La difficoltà più presente nel settore degli acquisti di attrezzature fotografiche è quella di non riuscire a prendere con sicurezza l’obiettivo giusto. Le macchine fotografiche reflex, cioè ad obiettivo intercambiabile, sono gli apparecchi più usati, ma anche le compatte con ottica fissa costituiscono un mezzo efficace per scattare foto in ogni condizione. I vantaggi degli apparecchi reflex sono:

1. Possibilità di adottare ottiche ed accessori diversi, dai 180° di campo degli obiettivi ad occhio di pesce (fisheye) fino ai microscopi ed ai telescopi più potenti;

2. Possibilità di collegare e di impiegare flash più potenti;

3. Possibilità di sfruttare motori per scattare velocemente a raffica su soggetti in rapido movimento, anche in condizioni di scarsa luminosità ambientale;

4. Possibilità di aumentare il valore della sensibilità ISO senza temere troppo l’effetto della grana.

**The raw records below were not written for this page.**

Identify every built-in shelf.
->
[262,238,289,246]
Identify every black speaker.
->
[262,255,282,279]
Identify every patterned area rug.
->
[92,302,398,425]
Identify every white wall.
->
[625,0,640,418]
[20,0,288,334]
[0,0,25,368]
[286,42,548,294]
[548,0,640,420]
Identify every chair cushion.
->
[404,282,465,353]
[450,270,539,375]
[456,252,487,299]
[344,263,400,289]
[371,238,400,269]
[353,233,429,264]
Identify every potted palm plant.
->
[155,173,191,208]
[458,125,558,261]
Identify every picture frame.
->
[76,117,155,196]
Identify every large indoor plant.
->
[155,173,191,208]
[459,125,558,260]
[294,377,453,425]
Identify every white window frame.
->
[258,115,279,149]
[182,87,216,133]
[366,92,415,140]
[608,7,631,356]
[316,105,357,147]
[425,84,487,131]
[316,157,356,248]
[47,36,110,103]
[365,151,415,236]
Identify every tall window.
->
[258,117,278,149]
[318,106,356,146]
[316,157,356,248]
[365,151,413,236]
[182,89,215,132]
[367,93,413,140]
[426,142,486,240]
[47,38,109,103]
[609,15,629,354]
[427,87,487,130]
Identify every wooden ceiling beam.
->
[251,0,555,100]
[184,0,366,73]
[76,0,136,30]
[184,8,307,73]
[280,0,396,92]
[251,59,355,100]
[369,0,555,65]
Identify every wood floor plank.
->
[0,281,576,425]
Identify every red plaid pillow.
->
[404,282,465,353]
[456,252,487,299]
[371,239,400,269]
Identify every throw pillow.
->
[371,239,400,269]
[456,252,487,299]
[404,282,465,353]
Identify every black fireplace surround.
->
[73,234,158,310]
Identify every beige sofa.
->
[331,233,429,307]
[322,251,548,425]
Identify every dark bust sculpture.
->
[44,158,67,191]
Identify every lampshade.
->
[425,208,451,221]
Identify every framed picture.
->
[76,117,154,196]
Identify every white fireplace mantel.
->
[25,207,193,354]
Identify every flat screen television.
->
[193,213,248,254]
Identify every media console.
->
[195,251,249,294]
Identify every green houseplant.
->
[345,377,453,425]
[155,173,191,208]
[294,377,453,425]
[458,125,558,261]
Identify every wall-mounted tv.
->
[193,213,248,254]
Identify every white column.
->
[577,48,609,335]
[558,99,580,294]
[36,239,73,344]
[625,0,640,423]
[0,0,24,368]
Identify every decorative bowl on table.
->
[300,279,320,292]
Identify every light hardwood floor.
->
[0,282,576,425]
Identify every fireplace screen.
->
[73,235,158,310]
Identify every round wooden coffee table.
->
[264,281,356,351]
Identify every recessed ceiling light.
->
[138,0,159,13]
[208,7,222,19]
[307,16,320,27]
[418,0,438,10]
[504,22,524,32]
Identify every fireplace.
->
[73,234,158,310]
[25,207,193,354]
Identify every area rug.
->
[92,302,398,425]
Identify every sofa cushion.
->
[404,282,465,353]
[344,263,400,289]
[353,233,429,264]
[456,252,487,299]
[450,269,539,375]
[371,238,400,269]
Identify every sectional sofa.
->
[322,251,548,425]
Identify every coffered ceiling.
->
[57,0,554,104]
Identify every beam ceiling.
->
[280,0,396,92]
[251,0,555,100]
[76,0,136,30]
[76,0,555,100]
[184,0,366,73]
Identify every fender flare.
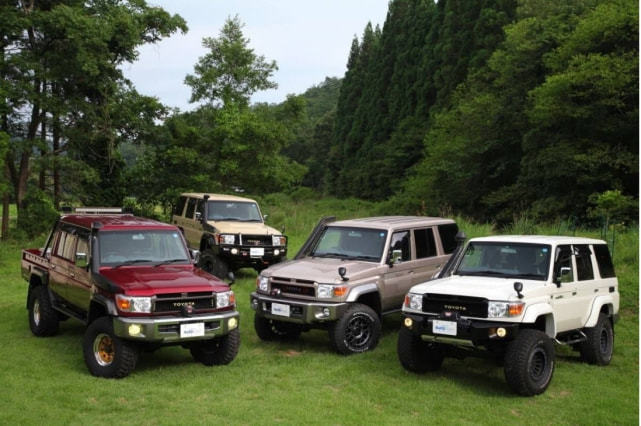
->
[347,283,378,302]
[584,294,614,328]
[522,303,556,338]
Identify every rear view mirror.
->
[389,250,403,266]
[76,253,89,268]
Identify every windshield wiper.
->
[154,257,187,266]
[312,252,349,259]
[113,259,153,269]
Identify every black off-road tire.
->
[329,303,381,355]
[198,250,229,280]
[28,285,60,337]
[82,317,139,378]
[579,313,614,365]
[504,329,555,396]
[189,328,240,366]
[254,314,302,341]
[396,327,445,373]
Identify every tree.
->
[0,0,186,230]
[185,16,278,107]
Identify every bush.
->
[18,188,58,237]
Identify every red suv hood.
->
[100,265,229,296]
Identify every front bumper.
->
[402,312,520,347]
[249,292,349,324]
[113,311,239,344]
[218,245,287,266]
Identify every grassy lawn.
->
[0,199,639,424]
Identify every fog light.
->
[129,324,142,336]
[227,318,238,330]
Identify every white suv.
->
[397,236,619,396]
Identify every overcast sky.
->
[123,0,388,111]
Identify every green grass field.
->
[0,197,639,425]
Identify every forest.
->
[0,0,639,238]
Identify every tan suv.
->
[251,216,459,354]
[172,193,287,278]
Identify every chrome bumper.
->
[249,292,349,324]
[113,311,239,343]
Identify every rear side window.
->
[174,197,187,216]
[574,245,594,281]
[414,228,436,259]
[185,198,197,219]
[593,244,616,278]
[438,223,458,254]
[390,231,411,260]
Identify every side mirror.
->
[76,253,89,268]
[389,250,403,266]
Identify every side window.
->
[185,198,197,219]
[196,200,205,217]
[438,223,458,254]
[56,231,67,257]
[174,197,187,216]
[593,244,616,278]
[76,237,89,256]
[390,231,411,261]
[574,244,594,281]
[414,228,436,259]
[554,245,574,283]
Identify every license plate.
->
[180,322,205,337]
[432,320,456,336]
[272,303,289,317]
[249,247,265,257]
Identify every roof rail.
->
[74,207,122,214]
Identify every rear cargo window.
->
[593,244,616,278]
[438,223,458,254]
[574,245,594,281]
[185,198,197,219]
[414,228,436,259]
[174,197,187,216]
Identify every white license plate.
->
[249,247,265,257]
[432,320,456,336]
[272,303,289,317]
[180,322,205,337]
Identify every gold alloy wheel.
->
[33,298,40,326]
[93,333,116,367]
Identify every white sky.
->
[123,0,388,111]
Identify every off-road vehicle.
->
[172,193,287,278]
[251,216,458,354]
[22,209,240,377]
[397,236,619,396]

Invece, le compatte sono l’ideale se non si vuole portare con sé oggetti pesanti ed ingombranti, risparmiando grosse cifre di denaro. In commercio oggi esistono obiettivi diversi, per tutte le necessità, che hanno alcune funzioni utili, come l’autofocus, lo zoom e lo stabilizzatore d’immagine (per eliminare l’effetto dei movimenti involontari che provocano il mosso a mano libera). Tuttavia, non è facile sceglierne uno oppure un gruppo per avere in ogni circostanza un’immagine ben inquadrata ed esposta. Ogni fotocamera monta solo obiettivi della stessa marca (come Canon, Nikon, Sony e Pentax) e pure quelli di marche universali (come Sigma, Tamron e Tokina), per motivi di interesse commerciale. Per impressionare con la giusta quantità di luce la pellicola o il sensore della fotocamera, l’obiettivo ha all’interno un’apertura regolabile, detta diaframma, mentre nel corpo macchina si regola il tempo di esposizione alla luce. Chiudendo il diaframma, oltre a diminuire l’intensità della luce, si aumenta la profondità della zona messa a fuoco, nella quale appaiono nitidi tutti gli oggetti.

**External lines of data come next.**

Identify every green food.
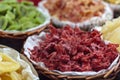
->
[0,0,45,31]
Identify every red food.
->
[31,26,118,71]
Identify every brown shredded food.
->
[31,26,118,71]
[44,0,105,22]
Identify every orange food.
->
[44,0,104,22]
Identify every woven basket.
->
[31,62,120,80]
[0,45,38,77]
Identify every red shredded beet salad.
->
[31,25,118,72]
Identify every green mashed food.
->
[0,0,45,31]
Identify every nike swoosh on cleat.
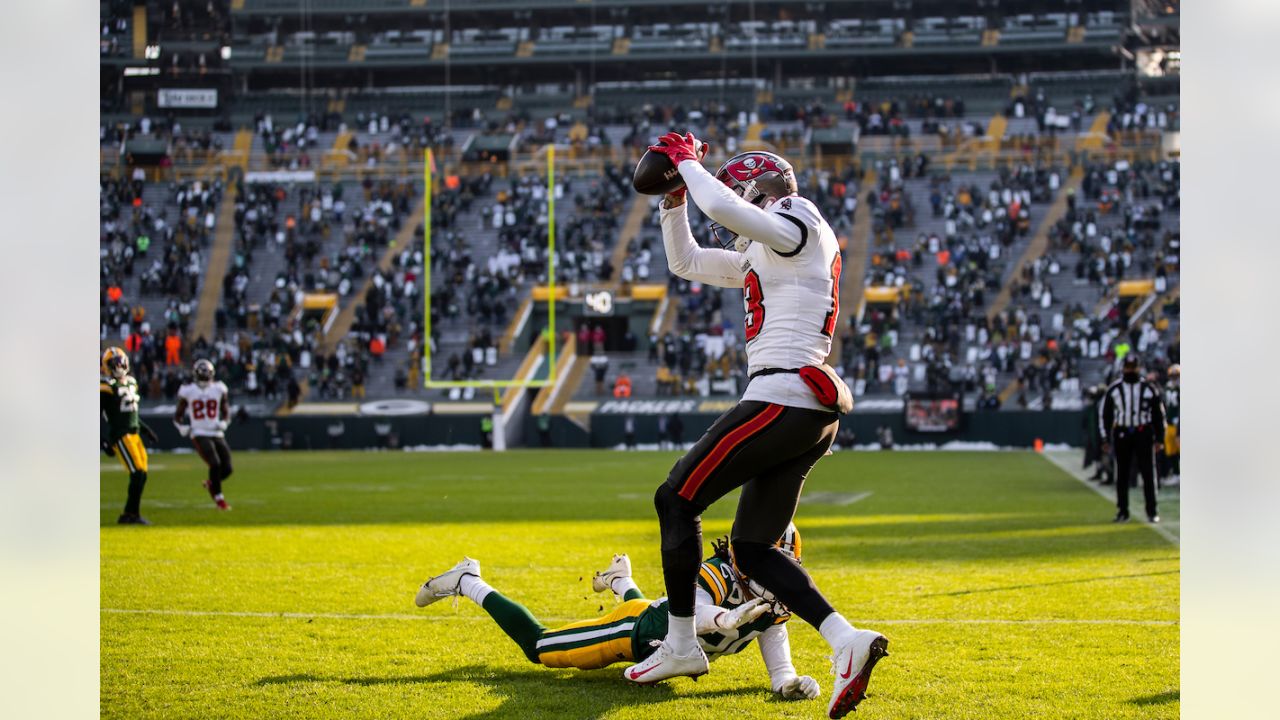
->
[840,653,854,680]
[627,665,658,680]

In generale, gli obiettivi sono tubi che contengono gruppi di lenti o di specchi per formare le immagini su un’area circolare, detta cerchio di copertura. E’ sufficiente che il diametro del cerchio di copertura sia pari alla diagonale del formato utilizzato. I formati usati oggi sono numerosi, perciò occorre controllare bene per quale formato l’obiettivo sia stato progettato. Ma la caratteristica più importante nell’effettuare la scelta dell’ottica è la sua lunghezza focale, che stabilisce l’ampiezza dell’angolo di campo e l’ingrandimento della zona inquadrata. Un obiettivo di lunghezza focale minore abbraccia un angolo di campo maggiore, mentre un obiettivo con lunghezza focale maggiore ingrandisce una zona più ristretta. La variazione dell’angolo di campo non altera la prospettiva, cioè il rapporto dimensionale tra gli elementi della scena vicini e lontani, purché non si cambi la posizione dell’apparecchio. Il procedimento meccanico di formazione dell’immagine risiede nelle proprietà di propagazione della luce attraverso le lenti o gli specchi. Le onde luminose piane, dopo aver subito riflessione o rifrazione, diventano sferiche, perciò le onde emergenti risultano deformate e questa deformazione può dare origine alle aberrazioni, ossia a difetti sull’immagine che si è formata dietro l’obiettivo. Le aberrazioni che affliggono le immagini sono:

1. Cromatismo, cioè formazione di contorni colorati;

2. Coma, cioè formazione di punti luce a ventaglio, come comete;

3. Astigmatismo, ossia immagini puntiformi allungate come segmenti;

4. Aberrazione di sfericità, quando i raggi luminosi delle zone ai bordi delle lenti non vanno tutti a fuoco come quelli delle zone centrali;

5. Vignettatura, o perdita di luce ai bordi;

6. Distorsione, cioè formazione di linee incurvate invece di linee rette;

7. Curvatura di campo, ossia formazione dell’immagine su una superficie curva, invece che sul piano focale.

Un altro difetto può essere anche il flare, che consiste nella produzione di riflessi all’interno dell’obiettivo, con sorgenti luminose inquadrate o ai bordi del campo. Chiudendo il diaframma e scegliendo un obiettivo con un buon trattamento antiriflessi, si eliminano alcuni problemi. Gli obiettivi di marca buona, come Nikon o Canon ad esempio, minimizzano tali difetti.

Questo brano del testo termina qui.